Ihre Anwälte bestreiten übrigens nicht einmal, dass einige dieser Transaktionen stattgefunden haben, sondern lediglich, dass sie im juristischen Sinne verboten gewesen seien. Der Gedanke, vielleicht aus moralischen Gründen zurückzutreten, ist beiden zu keinem Zeitpunkt gekommen.
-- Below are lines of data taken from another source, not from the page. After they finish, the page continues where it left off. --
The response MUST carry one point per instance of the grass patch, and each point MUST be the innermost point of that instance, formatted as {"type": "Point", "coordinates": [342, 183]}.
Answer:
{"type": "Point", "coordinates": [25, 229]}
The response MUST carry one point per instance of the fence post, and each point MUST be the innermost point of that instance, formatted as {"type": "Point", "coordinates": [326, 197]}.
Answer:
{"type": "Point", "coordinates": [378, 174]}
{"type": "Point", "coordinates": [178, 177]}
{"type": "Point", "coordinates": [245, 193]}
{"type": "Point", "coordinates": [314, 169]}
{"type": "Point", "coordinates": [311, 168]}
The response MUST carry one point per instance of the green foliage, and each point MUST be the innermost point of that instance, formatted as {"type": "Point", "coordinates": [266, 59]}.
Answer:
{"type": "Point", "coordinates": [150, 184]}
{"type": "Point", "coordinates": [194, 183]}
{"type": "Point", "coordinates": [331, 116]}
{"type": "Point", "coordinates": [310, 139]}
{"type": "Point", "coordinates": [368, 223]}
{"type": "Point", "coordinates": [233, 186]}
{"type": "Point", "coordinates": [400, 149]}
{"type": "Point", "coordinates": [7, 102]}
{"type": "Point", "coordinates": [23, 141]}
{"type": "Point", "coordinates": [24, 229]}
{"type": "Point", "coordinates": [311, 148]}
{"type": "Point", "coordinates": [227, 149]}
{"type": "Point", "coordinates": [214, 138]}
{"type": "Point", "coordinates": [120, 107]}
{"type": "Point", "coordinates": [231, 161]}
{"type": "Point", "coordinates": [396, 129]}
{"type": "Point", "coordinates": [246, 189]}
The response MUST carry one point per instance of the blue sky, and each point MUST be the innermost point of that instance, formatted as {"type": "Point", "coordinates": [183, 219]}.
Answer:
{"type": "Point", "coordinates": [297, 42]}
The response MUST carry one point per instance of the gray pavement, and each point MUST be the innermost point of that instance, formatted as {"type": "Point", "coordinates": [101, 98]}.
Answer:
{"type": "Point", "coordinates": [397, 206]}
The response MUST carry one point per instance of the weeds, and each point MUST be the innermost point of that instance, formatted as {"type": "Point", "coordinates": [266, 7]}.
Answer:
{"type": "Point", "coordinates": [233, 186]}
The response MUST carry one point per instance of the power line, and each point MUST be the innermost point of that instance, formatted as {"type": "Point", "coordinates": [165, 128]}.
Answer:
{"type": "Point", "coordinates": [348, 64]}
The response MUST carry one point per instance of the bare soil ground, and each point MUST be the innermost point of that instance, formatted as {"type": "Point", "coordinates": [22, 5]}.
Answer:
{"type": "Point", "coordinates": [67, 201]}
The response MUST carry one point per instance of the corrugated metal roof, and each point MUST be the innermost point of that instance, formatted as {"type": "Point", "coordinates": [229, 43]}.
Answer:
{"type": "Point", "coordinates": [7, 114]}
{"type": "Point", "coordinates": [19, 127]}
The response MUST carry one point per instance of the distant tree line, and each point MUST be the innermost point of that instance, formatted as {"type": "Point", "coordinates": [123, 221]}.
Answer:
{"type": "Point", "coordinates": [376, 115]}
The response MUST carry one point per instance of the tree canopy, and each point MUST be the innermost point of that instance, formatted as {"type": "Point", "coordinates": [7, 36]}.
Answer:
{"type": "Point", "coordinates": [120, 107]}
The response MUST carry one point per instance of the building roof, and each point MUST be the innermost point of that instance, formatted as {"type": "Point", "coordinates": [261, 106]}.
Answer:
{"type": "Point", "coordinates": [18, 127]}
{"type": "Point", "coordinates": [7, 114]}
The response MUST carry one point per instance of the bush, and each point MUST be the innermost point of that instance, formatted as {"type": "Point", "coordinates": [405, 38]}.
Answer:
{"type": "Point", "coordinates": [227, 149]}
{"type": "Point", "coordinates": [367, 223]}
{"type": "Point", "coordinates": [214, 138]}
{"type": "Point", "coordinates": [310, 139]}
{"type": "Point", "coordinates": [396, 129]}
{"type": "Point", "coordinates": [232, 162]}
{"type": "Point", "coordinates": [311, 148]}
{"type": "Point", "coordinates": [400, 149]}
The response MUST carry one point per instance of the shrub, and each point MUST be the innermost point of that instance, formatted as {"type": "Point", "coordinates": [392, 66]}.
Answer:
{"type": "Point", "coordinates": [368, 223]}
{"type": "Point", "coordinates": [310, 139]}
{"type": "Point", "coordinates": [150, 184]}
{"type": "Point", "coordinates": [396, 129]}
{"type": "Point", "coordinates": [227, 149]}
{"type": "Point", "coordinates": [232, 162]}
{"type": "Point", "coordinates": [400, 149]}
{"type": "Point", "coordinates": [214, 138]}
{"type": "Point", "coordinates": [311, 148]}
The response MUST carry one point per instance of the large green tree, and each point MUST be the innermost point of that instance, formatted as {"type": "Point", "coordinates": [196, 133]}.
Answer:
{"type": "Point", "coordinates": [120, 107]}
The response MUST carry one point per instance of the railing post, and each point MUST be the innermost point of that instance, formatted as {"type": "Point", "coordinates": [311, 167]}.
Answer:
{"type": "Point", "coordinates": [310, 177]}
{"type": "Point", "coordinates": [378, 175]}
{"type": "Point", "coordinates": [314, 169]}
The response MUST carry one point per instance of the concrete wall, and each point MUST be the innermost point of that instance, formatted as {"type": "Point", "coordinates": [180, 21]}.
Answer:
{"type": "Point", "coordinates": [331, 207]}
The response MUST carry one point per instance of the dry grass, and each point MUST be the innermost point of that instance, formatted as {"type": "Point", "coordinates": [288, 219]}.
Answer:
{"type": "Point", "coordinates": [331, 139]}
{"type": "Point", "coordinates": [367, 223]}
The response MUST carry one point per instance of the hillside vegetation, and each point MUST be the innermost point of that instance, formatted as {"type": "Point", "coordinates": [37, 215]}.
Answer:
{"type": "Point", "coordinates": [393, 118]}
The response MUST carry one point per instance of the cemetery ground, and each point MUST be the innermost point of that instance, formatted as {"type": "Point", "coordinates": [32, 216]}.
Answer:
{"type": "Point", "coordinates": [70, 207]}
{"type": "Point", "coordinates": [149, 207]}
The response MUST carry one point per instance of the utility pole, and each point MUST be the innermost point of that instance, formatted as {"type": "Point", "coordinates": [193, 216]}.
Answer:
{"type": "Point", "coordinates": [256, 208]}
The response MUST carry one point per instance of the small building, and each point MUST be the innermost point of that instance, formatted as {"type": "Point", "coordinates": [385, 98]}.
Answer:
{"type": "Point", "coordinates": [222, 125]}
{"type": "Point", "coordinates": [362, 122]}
Einstündige Monologe auf Pressekonferenzen
Gewiss treibt die Brüder angesichts der unklaren Lage die Sorge um, was die Zukunft für sie bereithalten mag. Nach der Qualifikation für die Champions League waren sie aber einstweilen gehobener Stimmung. Zoran verschwand Sekunden nach dem Schlusspfiff in den Katakomben des Maksimir, um Zdravko zu herzen, wie er später berichtete. „Der Boss ist gut drauf“, erklärte derweil ein Angestellter des Klubs einem Reporter, der am Stadioneingang auf ein Statement wartete.
Dieses Statement kam ausnahmsweise nicht von Zdravko Mamic persönlich, der sich sonst keine Gelegenheit entgehen ließ, seine Sicht der Dinge kundzutun. Berüchtigt seine Pressekonferenzen, die bisweilen zu einstündigen Monologen gerieten, in denen er sich über die „Kommunisten“ in der Regierung und die „Medien-Mafia“ ausließ, die es allesamt nur darauf anlegten, ihn zu verleumden und einen „Genozid“ gegen ihn, seine Familie und Dinamo planten, nur weil er ein stolzer kroatischer Patriot sei, der keine Angst davor habe zu sagen, was er denke, während „sie“ nichts so sehr verachteten wie den Erfolg.